Please guide me on how I can achieve the same.

Thanks,
GK

Hi, this question has come up before in the forums, but I can’t find those threads right now.

If you think about the SQL queries you want to make, you may want to submit a feature request to https://github.com/implydata/plyql if the feature does not already exist. Doing this in Druid will require using javascript aggregators

Are you just looking for SELECT * FROM table ORDER BY __time DESC ?

Opps forgot the limit: SELECT * FROM table ORDER BY __time DESC LIMIT 1

Thanks for the SQL suggestion, it works. I looked up the query JSON that it made and it was using the select query with a dummy metrics aggregation.
However, I was wondering that Druid would end up storing all the rows in its index and we will use SELECT to retrieve the last row. Is there a way that Druid only stores the last row itself. If Javascript aggregator can be used, how may one go about that? Something like passing __time and the column(balance) both to the JS function?

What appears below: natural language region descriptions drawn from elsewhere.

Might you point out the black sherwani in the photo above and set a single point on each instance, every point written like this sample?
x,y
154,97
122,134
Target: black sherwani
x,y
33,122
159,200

I found the earlier thread: https://groups.google.com/d/topic/druid-user/nCghqQBhUC8/discussion
The code example provided there does not seem to work for me. I guess, in the fnCombine, it’s adding the 2 partial results which makes it essentially a ‘sum’ aggregator.

{
“type”: “javascript”,
“name”: “last”,
“fieldNames” : [ “dim1”],
“fnAggregate” : "function(current, dim1) { return dim1 } ",
“fnCombine” : “function(partialA, partialB) { return partialA + partialB; }”,
“fnReset” : “function() { return 0; }”
}

``

If all you want to store is the last row why not just configure your Druid to have very aggressive data retention rules?